An einem großen Markt bleibe ich stehen, der mich vom ersten Moment an die in meiner Heimat erinnert. Daher lasse ich es mir nicht nehmen ein wenig durch diesen zu schlendern, mich aufmerksam umzusehen. Und tatsächlich - auch wenn es einige Sachen gibt, die man bei uns nicht bekam, erinnert mich der Stil dieses Marktes sehr an unseren.

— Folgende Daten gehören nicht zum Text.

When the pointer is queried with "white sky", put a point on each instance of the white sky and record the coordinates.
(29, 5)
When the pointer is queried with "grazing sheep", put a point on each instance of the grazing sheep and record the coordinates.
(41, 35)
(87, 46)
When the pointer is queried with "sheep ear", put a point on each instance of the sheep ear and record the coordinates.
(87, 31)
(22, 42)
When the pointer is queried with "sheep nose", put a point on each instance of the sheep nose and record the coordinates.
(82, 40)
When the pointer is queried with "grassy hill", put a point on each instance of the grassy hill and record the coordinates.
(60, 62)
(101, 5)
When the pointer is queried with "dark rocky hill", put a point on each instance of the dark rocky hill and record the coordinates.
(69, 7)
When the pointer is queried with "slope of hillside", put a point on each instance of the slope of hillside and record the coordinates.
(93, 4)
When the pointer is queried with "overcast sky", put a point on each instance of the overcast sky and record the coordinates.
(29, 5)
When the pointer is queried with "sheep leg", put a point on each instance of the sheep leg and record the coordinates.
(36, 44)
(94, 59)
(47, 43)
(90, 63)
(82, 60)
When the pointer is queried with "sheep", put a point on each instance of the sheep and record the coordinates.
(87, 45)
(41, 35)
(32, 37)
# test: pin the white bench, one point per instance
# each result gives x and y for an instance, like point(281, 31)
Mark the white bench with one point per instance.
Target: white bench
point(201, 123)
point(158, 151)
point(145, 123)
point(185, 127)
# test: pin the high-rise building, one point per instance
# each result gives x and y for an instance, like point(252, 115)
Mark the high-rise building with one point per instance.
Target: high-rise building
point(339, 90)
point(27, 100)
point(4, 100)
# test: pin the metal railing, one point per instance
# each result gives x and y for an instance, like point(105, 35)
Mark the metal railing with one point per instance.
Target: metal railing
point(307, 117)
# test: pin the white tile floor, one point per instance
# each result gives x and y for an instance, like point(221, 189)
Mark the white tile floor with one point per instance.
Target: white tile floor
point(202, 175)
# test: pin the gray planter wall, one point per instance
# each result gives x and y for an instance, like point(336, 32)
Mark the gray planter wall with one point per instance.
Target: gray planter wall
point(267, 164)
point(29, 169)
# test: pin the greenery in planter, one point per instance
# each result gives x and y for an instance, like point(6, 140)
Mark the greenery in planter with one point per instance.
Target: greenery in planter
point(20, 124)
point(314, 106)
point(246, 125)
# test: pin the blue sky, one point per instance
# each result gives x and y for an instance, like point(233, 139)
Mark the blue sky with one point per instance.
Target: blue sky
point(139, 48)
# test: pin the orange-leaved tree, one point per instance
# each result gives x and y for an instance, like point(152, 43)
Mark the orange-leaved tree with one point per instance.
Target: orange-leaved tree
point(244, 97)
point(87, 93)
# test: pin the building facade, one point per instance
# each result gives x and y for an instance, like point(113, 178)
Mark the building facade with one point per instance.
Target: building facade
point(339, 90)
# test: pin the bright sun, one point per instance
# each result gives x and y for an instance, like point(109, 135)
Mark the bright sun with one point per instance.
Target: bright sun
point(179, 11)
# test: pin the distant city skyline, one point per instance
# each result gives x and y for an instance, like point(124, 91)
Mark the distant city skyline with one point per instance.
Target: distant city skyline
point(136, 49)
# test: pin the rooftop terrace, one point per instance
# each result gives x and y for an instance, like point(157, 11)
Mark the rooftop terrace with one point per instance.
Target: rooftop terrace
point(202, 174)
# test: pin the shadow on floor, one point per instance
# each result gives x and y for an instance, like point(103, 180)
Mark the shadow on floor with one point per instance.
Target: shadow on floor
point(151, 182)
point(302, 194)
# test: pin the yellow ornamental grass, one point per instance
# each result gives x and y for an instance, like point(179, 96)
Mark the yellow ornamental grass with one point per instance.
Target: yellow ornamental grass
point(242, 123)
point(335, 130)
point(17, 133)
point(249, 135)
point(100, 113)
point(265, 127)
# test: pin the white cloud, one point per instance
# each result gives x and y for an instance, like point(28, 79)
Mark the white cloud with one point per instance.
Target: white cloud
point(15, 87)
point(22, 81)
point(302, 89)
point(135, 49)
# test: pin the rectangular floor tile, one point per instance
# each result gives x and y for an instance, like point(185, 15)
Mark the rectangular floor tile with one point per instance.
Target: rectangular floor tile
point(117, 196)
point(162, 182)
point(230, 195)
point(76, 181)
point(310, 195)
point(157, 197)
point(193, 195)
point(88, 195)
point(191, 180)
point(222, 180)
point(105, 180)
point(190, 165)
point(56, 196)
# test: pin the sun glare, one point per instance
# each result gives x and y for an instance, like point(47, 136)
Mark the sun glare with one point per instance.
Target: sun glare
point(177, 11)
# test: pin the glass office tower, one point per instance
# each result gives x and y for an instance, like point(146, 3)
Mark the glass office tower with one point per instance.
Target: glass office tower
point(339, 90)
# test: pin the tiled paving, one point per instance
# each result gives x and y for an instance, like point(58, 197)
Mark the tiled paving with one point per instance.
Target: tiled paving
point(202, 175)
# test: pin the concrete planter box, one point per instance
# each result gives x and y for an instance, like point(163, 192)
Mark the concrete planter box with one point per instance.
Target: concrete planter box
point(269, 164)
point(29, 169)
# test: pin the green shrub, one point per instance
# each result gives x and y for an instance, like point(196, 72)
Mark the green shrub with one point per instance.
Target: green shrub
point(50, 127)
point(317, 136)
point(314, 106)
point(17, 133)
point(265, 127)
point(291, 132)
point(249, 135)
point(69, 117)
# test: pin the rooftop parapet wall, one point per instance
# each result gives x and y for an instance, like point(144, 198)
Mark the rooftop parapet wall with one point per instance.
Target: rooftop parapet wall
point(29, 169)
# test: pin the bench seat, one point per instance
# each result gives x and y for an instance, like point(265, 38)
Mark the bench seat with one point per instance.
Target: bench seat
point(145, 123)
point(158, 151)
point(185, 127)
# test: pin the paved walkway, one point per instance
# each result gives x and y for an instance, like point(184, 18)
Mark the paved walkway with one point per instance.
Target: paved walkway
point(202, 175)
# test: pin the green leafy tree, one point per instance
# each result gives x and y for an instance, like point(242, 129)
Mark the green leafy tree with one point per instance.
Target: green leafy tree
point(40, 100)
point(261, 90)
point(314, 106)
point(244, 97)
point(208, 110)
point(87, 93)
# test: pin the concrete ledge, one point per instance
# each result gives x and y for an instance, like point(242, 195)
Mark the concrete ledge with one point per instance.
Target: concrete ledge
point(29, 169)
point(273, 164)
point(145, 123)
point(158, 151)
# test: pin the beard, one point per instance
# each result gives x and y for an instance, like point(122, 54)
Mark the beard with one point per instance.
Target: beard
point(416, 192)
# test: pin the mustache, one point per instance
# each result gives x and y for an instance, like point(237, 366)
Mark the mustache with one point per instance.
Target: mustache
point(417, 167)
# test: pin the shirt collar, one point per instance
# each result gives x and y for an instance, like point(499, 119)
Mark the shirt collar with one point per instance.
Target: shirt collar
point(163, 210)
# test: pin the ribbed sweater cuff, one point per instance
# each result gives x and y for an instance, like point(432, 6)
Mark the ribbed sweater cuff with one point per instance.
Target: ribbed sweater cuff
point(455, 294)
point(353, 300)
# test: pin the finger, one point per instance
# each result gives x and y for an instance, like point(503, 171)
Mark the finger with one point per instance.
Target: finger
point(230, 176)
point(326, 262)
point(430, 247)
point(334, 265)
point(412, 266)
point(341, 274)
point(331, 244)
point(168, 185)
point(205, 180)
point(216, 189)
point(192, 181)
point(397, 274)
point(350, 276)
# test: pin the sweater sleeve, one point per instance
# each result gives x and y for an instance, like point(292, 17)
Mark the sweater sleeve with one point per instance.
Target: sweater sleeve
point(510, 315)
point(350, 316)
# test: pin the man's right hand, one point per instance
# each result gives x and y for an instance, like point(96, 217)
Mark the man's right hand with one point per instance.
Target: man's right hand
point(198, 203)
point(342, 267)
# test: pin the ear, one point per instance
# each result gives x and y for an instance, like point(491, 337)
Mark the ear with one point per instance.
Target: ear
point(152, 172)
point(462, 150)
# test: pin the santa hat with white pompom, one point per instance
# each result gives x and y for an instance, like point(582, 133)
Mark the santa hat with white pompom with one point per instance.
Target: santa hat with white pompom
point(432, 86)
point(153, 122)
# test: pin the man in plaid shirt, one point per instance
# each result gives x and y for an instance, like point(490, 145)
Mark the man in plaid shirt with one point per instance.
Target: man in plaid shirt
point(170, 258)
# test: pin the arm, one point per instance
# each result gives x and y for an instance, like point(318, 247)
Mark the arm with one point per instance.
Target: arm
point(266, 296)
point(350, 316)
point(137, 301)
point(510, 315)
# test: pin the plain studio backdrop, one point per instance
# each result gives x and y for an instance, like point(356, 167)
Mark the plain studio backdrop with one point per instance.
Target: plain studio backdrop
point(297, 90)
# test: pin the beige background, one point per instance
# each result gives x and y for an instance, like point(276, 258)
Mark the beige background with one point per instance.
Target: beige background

Mit etwas Manipulation erwerbe ich etwas zu Essen sowie Kleidung, die ich in meinem Säckchen verstaue, bevor ich mich auf die Suche nach einer Gaststätte für die Nacht begebe. Ich muss mir Gedanken machen, wie es nun weitergehen soll und vor allem, wie ich von Tortuga wegsegeln kann. Denn wenn eines sicher ist, dann dass ich nicht hier bleiben kann. Nicht, wenn die Wahrscheinlichkeit ihm zu begegnen so hoch ist.

Meine Suche dauert glücklicherweise nicht lang, bis ich ein kleines Lokal sichte und nicht lange zögere, sondern dieses betrete. Die Blicke der Männer ignorierend schaue ich mich um, bis mir ein groß gewachsener Mann an dem Tresen auffällt. Mit einem freundlichen Lächeln gehe ich auf diesen zu, der mich skeptisch mustert. „Kann ich dir helfen Kleine?", fragt er und mustert mich von oben bis unten.